Then after he did The Greatest Story Ever Told, Irwin was after him again to do Voyage the TV series. David felt his nine months of work in Arizona was wasted, as most of his part, ended up on the cutting room floor. He said it they had kept everything that was filmed in the movie, it would have been 6 hours long.
They asked David about his name change. He explained about NBC not liking the name Al for one of their series stars (Five Fingers 1959) so he got it changed to his middle name, David.
They asked David about Licence to Kill and if that was really him in the shark tank. David admitted to doing some of the close-ups- hanging in an empty tank. But he said there no way he’d go near the tank, when the live shark was in there. He then grasped the top of his leg and told everyone it was prosthetic - that the shark had really bitten it off, you know. Everyone laughed.
David was in a really good mood, answering anything he was asked, with lots of hand gestures and funny stories. After the shark bit off my leg gag, the moderator, Derek Teague turned to David and said, “You don’t really need me, do you?” David grinned at him and told him he could stay.
David then talked about his early days in New York, how he saved money to study acting at the Neighborhood Playhouse with Joanne Woodward and Steve McQueen. He and Steve got in at the same time, and David remembers that night, and Steve telling him they were going to “be big stars.” Fast forward five years, they both have made it to Hollywood and David drives by a movie marquee. Steve McQueen The Blob - Al Hedison The Fly. Yep, you bet, BIG stars. The audience howled.
David was only warming up. He began talking about early publicity for The Fly. Fox hired airplanes to fly over the beaches with banners - The Fly is Open! Back and forth! Then the first newspaper ad came out. The Fly is Open! 400 theaters never saw anything this BIG!!! People were falling off their chairs, they were laughing so hard. Needless to say, that ad campaign was pulled by Fox the very next day.
David talked about doing early live TV in New York (as an extra). He did one show with Joanne Woodward and said he had one line. He called it “under five” - which translated into a speaking (as opposed to a non-speaking part) part - but the part was less than five lines. David said he would rather have a long monologue that he could work up to speed than having to wait and wait and wait for his one line and time it so he jumped in at the precise moment he was supposed to say it. Hated that kind of work.

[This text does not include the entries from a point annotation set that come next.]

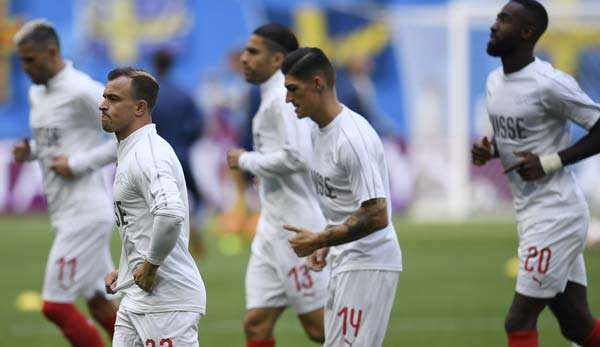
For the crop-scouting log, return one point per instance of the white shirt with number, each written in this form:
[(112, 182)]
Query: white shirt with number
[(530, 110), (281, 148), (349, 168), (65, 120), (149, 181)]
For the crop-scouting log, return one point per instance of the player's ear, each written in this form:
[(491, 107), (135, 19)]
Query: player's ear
[(141, 107)]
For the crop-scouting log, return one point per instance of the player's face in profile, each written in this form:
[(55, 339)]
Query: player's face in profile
[(301, 94), (118, 106), (35, 62), (505, 33), (258, 63)]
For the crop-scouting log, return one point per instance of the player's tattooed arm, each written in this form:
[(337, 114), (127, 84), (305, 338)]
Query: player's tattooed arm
[(370, 217)]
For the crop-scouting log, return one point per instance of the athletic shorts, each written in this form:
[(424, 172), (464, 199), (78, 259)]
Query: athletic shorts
[(78, 262), (276, 277), (160, 329), (550, 254), (358, 307)]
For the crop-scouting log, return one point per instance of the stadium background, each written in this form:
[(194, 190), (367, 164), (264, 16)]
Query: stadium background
[(420, 69)]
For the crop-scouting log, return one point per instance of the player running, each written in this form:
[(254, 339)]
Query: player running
[(164, 295), (350, 175), (530, 105), (67, 142), (276, 277)]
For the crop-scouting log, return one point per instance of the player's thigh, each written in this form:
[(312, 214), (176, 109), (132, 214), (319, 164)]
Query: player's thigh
[(125, 334), (77, 261), (264, 287), (305, 290), (549, 255), (358, 307), (167, 329)]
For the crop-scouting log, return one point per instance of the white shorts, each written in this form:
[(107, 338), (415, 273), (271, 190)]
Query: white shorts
[(550, 254), (358, 307), (276, 277), (160, 329), (78, 261)]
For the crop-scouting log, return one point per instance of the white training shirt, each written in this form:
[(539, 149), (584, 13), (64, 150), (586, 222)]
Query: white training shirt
[(530, 111), (149, 181), (349, 168), (65, 120), (281, 148)]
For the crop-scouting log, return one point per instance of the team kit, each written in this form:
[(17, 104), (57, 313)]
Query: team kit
[(325, 245)]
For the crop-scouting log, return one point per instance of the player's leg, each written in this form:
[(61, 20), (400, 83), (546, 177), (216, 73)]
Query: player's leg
[(312, 322), (265, 292), (573, 314), (359, 307), (521, 321), (96, 264), (61, 288)]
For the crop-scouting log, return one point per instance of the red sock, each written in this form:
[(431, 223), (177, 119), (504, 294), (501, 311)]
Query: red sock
[(593, 339), (77, 329), (523, 339), (261, 342), (109, 325)]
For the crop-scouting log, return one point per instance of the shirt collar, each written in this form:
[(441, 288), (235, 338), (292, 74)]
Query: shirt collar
[(273, 83), (136, 135), (61, 75)]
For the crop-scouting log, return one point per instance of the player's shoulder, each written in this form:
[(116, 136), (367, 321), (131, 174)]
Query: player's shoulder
[(551, 79), (494, 77)]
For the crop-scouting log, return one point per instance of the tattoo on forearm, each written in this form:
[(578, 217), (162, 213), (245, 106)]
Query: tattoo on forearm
[(370, 217)]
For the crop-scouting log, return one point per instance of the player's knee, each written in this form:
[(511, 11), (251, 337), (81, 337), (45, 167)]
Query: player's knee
[(57, 312), (315, 333), (256, 325)]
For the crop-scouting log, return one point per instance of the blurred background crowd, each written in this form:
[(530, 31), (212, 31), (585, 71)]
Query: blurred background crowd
[(415, 68)]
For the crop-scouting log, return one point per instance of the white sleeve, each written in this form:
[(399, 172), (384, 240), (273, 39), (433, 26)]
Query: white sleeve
[(94, 159), (158, 184), (290, 158), (360, 158), (165, 232), (563, 97)]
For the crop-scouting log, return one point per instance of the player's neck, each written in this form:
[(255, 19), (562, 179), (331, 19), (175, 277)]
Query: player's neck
[(517, 61), (331, 109)]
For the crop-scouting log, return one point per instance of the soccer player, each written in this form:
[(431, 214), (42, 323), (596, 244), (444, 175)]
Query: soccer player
[(164, 295), (530, 105), (350, 175), (67, 142), (276, 277)]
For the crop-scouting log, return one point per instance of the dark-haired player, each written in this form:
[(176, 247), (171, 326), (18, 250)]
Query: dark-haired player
[(68, 143), (350, 175), (276, 277), (530, 105)]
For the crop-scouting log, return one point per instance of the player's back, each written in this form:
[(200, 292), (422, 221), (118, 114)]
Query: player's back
[(65, 120), (348, 168), (530, 111), (149, 181)]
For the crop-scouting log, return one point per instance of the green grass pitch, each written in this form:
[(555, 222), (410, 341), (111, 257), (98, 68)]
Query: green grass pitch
[(453, 292)]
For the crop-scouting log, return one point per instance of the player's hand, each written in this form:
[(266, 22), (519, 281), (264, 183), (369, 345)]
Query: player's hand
[(305, 242), (318, 259), (233, 158), (481, 152), (110, 281), (21, 151), (528, 166), (60, 165), (145, 276)]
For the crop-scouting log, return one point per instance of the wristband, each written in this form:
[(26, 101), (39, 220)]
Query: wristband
[(550, 163)]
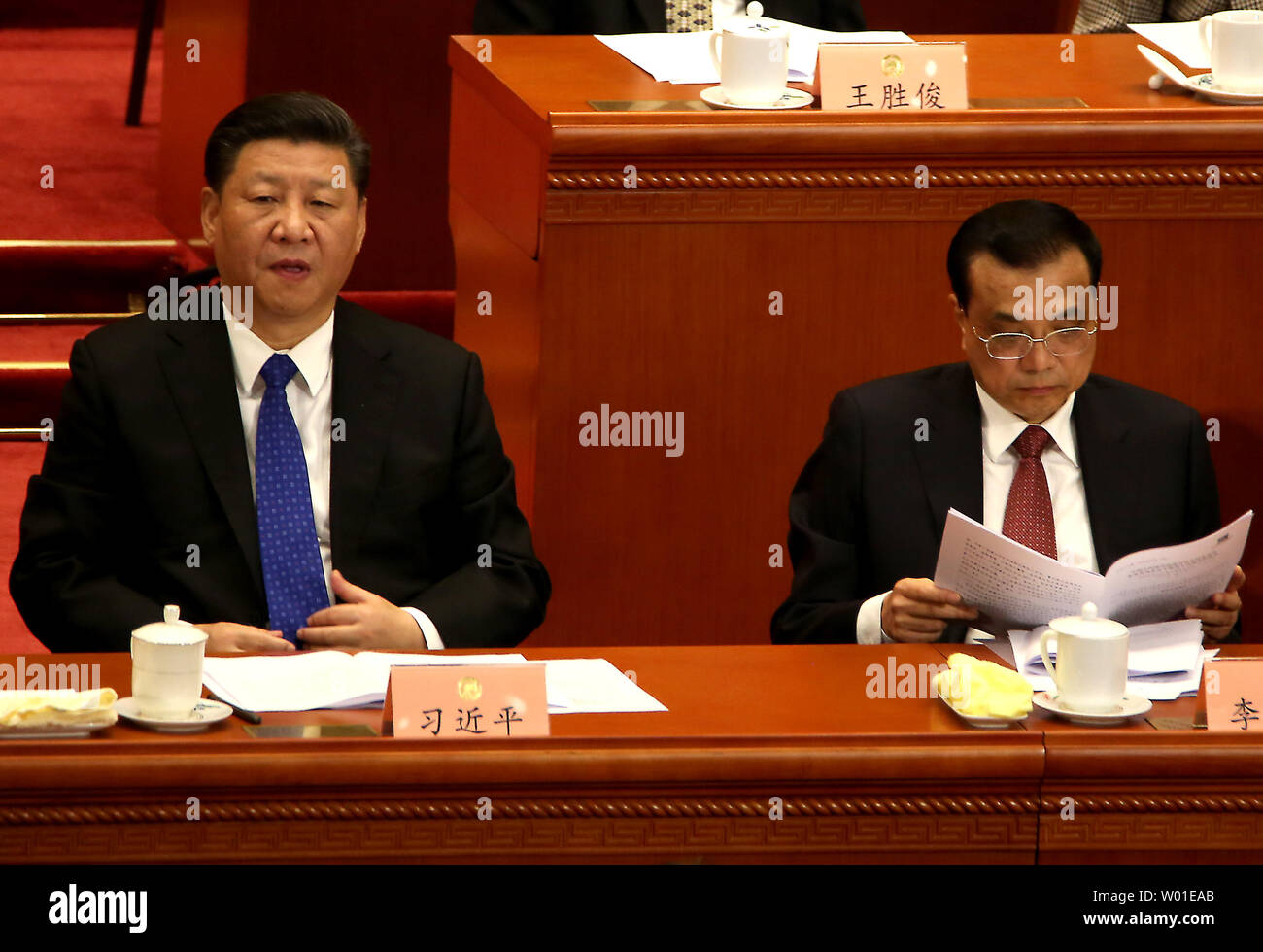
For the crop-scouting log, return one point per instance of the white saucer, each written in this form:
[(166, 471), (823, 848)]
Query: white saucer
[(792, 99), (202, 716), (1205, 85), (1129, 706)]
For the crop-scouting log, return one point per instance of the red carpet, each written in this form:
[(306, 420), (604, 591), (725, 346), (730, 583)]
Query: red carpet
[(64, 93)]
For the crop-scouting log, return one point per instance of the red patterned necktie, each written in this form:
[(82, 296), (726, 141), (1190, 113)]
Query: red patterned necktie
[(1028, 513)]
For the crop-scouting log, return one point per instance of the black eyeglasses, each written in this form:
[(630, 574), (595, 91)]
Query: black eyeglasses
[(1060, 344)]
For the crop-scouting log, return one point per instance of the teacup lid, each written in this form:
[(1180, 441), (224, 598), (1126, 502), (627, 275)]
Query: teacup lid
[(752, 21), (172, 630), (1087, 624)]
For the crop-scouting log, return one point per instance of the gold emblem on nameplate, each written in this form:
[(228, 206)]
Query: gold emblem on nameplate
[(468, 689)]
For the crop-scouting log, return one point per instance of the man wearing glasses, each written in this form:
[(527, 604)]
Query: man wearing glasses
[(1021, 437)]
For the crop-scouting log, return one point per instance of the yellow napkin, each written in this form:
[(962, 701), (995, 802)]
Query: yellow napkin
[(975, 687), (30, 708)]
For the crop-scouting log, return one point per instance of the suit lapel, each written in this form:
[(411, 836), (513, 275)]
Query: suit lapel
[(198, 370), (951, 459), (1103, 458), (364, 395)]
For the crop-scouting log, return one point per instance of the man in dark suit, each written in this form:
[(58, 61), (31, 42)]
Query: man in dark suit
[(294, 471), (609, 17), (1022, 438)]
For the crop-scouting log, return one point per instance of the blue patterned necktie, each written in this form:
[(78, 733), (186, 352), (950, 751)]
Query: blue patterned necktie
[(293, 573)]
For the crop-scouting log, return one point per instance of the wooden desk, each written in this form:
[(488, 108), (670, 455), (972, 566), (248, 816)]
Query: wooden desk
[(658, 297), (860, 780)]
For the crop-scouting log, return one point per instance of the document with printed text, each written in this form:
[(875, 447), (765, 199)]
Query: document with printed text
[(1015, 588)]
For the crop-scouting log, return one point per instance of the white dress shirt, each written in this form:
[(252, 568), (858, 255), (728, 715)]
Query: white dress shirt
[(1001, 426), (310, 394)]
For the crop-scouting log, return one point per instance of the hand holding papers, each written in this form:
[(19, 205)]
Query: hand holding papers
[(1014, 588)]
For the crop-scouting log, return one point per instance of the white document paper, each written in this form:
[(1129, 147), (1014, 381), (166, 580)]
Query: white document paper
[(310, 681), (595, 686), (1178, 39), (1015, 588), (685, 57), (337, 679)]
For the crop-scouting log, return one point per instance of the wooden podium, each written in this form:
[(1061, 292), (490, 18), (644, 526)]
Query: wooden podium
[(740, 268)]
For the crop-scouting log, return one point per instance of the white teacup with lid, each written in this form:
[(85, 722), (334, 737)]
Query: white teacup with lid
[(1091, 661), (752, 55), (167, 665), (1234, 39)]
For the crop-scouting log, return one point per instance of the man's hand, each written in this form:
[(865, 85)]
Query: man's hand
[(918, 610), (1219, 611), (364, 620), (231, 638)]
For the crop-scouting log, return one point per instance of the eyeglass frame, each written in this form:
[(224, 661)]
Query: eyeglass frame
[(986, 341)]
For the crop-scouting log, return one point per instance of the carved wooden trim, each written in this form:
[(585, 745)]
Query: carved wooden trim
[(598, 180), (1157, 803), (1154, 833), (517, 808), (898, 837), (887, 205)]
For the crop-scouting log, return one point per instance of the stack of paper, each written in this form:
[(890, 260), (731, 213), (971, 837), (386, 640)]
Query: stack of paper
[(1178, 39), (685, 57), (333, 679), (1163, 661)]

He also mentioned the times, how one could live cheaply in NYC then. David sold his blood for $5.00 (rent money) and how he worked getting the celebrity room of the Waldorf Astoria ready each night as sort of the butler in residence - made sure all the candles were trimmed and cleaned of wax before being lit, for one thing.
All this talk of Steve McQueen brought David full circle to discuss his latest project. He has recorded the audio book version of Barbara Leigh’s autobiography, The King, McQueen and the Love Machine. David plays CBS executive Jim Aubrey. Elvis Presley is “the Love Machine.” David is new to doing audio-book taping, but so far he is enjoying the work and will be doing more on his first audio book project in Mid-October, a book called McKnight’s Memory. The Moderator called time at this point and David got a spontaneous standing ovation. The audience loved him. It was one the best panels I have ever seen him do.